The producers’ group said it expects world oil demand in 2022 to rise by 4.15 million barrels per day (bpd), unchanged from last month while oil consumption will surpass the 100 million bpd mark in the third quarter, also in line with last month’s forecast.
It added: “While the new Omicron variant may have an impact in the first half of 2022, which is dependent on any further lockdown measures and rising hospitalisation levels impacting the workforce, projections for economic growth remain robust.”
According to the cartel: “The oil market is expected to remain well-supported throughout 2022.”
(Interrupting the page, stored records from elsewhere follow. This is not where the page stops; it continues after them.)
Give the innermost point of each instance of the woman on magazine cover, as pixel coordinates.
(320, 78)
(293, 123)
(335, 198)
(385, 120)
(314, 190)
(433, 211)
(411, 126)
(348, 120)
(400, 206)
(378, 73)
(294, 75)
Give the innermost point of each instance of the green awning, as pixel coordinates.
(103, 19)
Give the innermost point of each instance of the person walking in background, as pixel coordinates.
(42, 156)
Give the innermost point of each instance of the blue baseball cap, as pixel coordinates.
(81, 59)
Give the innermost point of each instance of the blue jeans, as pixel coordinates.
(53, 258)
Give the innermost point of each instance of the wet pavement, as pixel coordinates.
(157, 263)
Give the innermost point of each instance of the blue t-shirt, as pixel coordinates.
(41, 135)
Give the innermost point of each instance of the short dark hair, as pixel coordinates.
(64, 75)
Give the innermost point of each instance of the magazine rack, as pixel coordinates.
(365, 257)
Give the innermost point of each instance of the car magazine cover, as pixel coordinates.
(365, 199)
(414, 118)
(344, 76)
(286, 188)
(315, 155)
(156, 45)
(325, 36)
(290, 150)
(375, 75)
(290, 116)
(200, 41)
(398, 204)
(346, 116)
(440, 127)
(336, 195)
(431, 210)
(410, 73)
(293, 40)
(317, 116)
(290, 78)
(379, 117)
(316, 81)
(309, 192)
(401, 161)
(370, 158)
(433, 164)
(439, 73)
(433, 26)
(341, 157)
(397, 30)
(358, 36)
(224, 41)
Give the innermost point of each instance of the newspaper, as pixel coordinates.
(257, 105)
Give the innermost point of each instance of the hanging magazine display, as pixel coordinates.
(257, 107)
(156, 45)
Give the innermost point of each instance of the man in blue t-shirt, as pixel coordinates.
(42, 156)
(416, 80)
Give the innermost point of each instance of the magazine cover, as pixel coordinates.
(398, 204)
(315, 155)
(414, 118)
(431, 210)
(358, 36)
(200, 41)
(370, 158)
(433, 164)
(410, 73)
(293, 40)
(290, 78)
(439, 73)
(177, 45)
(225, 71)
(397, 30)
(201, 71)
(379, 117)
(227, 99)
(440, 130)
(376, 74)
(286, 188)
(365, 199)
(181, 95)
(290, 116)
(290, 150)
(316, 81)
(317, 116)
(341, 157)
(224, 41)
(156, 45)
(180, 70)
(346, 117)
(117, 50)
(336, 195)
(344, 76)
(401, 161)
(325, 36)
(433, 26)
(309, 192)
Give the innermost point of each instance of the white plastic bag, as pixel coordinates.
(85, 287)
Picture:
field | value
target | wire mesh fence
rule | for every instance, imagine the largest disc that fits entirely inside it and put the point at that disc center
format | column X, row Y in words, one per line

Although the report also showed higher output from OPEC as the group and allies, known as OPEC+, gradually unwind record output cuts put in place last year, still the expected surplus this quarter has remained elusive.
OPEC+ has aimed to raise output by 400,000 bpd a month, with about 253,000 bpd of that due to come from the 10 OPEC members covered by the deal, but production has increased by less than that as some producers struggle to pump more.
The report showed OPEC output in December rose by 170,000 bpd to 27.88 million bpd, undershooting the rise OPEC was expecting.
In the same vein, OPEC raised its forecast for growth in 2022 production of United States shale, to 670,000 bpd from 600,000 bpd, with the growth forecast for overall non-OPEC supply in 2022 left unchanged.